Most patients with adrenal insufficiency are imperfectly treated with hydrocortisone relative to their plasma cortisol concentrations. Using simulation, a standard dosing regimen is suggested, which increases the proportion of patients within the physiological target concentrations. However, an individualized dose adjustment would be more accurate.
肾上腺功能不全是由原发性肾上腺衰竭或促皮质激素轴功能障碍引起的。在这两种情况下,皮质醇分泌都不足,氢化可的松是一种合理的替代治疗药物。然而,目前尚未发布关于剂量的共识指南,临床医生仅在进行临床评估后凭经验调整剂量。在这种治疗方案下,一些接受不适当高剂量皮质醇的患者会感到舒适,但也会增加不良反应的风险。我们对肾上腺功能不全患者的皮质醇进行了药代动力学研究,以评估根据临床检查进行给药时的血浆浓度,并开发一种可以优化药物剂量的模型。
这是在法国马赛公立医院(马赛,法国)的两个内分泌科和一个临床研究中心进行的前瞻性、开放标签研究。
招募了 50 名原发性(n=20)或继发性(n=30)肾上腺功能不全患者。所有患者均接受常规氢化可的松替代治疗。在 06:00、08:00、10:00、12:00、14:00、16:00、18:00、20:00、22:00 和 00:00 时采集血样进行皮质醇测量。将观察到的数值与全天已知的生理范围(08:00、16:00 和 00:00 时)进行比较。使用非线性混合效应建模软件(NONMEM)进行群体药代动力学分析。然后,使用最终的药代动力学模型模拟几种氢化可的松给药方案。

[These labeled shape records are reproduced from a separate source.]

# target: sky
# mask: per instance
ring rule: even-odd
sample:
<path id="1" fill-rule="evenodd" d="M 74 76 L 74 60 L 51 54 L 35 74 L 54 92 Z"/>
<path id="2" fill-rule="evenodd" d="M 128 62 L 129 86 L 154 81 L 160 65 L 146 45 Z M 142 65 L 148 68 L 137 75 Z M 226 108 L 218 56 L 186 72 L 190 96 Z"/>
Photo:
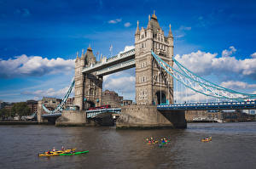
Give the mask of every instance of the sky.
<path id="1" fill-rule="evenodd" d="M 111 45 L 113 54 L 134 46 L 137 21 L 147 27 L 154 10 L 166 35 L 172 25 L 179 62 L 256 93 L 255 1 L 0 0 L 0 100 L 62 98 L 77 52 L 90 45 L 109 57 Z M 103 89 L 134 100 L 135 69 L 104 76 Z"/>

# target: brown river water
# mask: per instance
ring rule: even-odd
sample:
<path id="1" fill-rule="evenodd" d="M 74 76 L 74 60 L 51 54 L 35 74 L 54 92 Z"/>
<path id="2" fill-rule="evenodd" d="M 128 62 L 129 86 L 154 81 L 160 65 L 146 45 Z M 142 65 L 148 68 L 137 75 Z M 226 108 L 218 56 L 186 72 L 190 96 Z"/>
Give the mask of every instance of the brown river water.
<path id="1" fill-rule="evenodd" d="M 209 143 L 201 138 L 212 137 Z M 189 123 L 187 129 L 0 126 L 0 168 L 256 168 L 256 122 Z M 166 138 L 160 147 L 146 138 Z M 88 154 L 38 157 L 55 147 Z"/>

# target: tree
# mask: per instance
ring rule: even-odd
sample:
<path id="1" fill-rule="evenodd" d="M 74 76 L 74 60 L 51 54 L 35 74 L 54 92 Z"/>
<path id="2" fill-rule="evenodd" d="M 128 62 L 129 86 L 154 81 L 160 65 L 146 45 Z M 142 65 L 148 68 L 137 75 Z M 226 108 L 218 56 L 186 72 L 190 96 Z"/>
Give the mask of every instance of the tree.
<path id="1" fill-rule="evenodd" d="M 15 115 L 19 115 L 20 117 L 22 115 L 30 115 L 30 109 L 26 105 L 26 102 L 20 102 L 14 104 L 11 110 Z"/>

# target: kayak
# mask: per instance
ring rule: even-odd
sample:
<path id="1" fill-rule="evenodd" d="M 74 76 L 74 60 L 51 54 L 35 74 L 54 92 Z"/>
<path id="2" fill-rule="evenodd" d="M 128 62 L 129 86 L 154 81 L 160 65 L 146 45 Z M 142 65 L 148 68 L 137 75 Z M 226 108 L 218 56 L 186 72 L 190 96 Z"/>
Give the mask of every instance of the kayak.
<path id="1" fill-rule="evenodd" d="M 63 153 L 69 153 L 71 151 L 75 151 L 76 148 L 73 148 L 73 149 L 65 149 L 65 150 L 57 150 L 57 151 L 49 151 L 48 153 L 48 151 L 39 154 L 38 156 L 55 156 L 55 155 L 59 155 L 60 154 L 63 154 Z"/>
<path id="2" fill-rule="evenodd" d="M 60 154 L 60 155 L 81 155 L 81 154 L 84 154 L 84 153 L 88 153 L 89 150 L 86 151 L 79 151 L 79 152 L 75 152 L 75 153 L 62 153 Z"/>

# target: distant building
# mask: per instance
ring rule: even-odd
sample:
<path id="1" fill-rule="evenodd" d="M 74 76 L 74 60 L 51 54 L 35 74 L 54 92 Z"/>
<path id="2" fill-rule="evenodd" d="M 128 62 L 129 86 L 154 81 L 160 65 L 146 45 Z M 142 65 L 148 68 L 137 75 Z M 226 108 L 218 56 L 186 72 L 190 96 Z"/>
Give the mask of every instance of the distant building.
<path id="1" fill-rule="evenodd" d="M 123 105 L 131 105 L 132 104 L 132 100 L 131 99 L 124 99 L 123 100 Z"/>
<path id="2" fill-rule="evenodd" d="M 6 103 L 3 108 L 11 110 L 14 104 L 15 104 L 14 103 Z"/>
<path id="3" fill-rule="evenodd" d="M 65 105 L 71 106 L 74 104 L 74 98 L 67 98 Z"/>
<path id="4" fill-rule="evenodd" d="M 102 104 L 109 104 L 111 107 L 120 107 L 123 104 L 123 97 L 113 91 L 102 92 Z"/>

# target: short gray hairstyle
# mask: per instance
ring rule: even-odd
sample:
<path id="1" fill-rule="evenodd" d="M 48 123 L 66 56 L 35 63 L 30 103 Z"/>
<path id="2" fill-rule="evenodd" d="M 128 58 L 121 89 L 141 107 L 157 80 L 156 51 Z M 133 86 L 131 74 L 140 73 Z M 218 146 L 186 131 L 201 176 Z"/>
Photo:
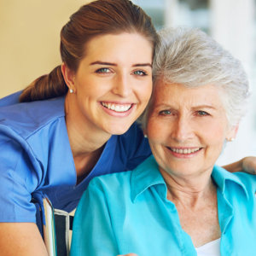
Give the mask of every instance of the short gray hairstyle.
<path id="1" fill-rule="evenodd" d="M 241 61 L 199 29 L 166 28 L 159 35 L 153 64 L 154 82 L 223 88 L 229 125 L 237 125 L 249 96 L 248 80 Z M 143 125 L 146 125 L 147 112 Z"/>

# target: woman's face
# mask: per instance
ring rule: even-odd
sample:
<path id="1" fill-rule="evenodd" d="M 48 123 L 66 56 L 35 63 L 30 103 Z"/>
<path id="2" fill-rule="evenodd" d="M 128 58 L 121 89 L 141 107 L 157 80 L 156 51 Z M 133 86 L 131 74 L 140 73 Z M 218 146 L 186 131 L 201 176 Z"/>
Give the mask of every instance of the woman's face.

观察了 50 名患者的 13 种不同治疗方案。将皮质醇血浆浓度与生理范围进行比较,结果显示,800 时、1600 时和 0000 时分别有 79%、55%和 45%的患者治疗过度或不足。皮质醇浓度的变异性很大,使用零阶输入和一阶消除的一室模型可以很好地描述。药代动力学参数(个体间变异性)如下:吸收半衰期 0.54 小时,分布容积 38.7 L(39.7%),清除率 12.1 L/h(23.2%)。比例残差为 32.3%。然后,使用该最终模型模拟了 18 种不同的给药方案。模拟生理靶标范围内患者比例最高的方案为 07:30 时给予 10+5+5 mg,12:00 时给予 10+5+5 mg,16:30 时给予 5+5+5 mg。然而,即使采用这种方案,800 时、1600 时和 2400 时仍有约 54%、44%和 32%的患者治疗过度或不足。
大多数肾上腺功能不全患者的皮质醇治疗相对血浆皮质醇浓度不理想。通过模拟,建议使用标准给药方案,这可以增加处于生理靶浓度范围内的患者比例。然而,个体化的剂量调整会更准确。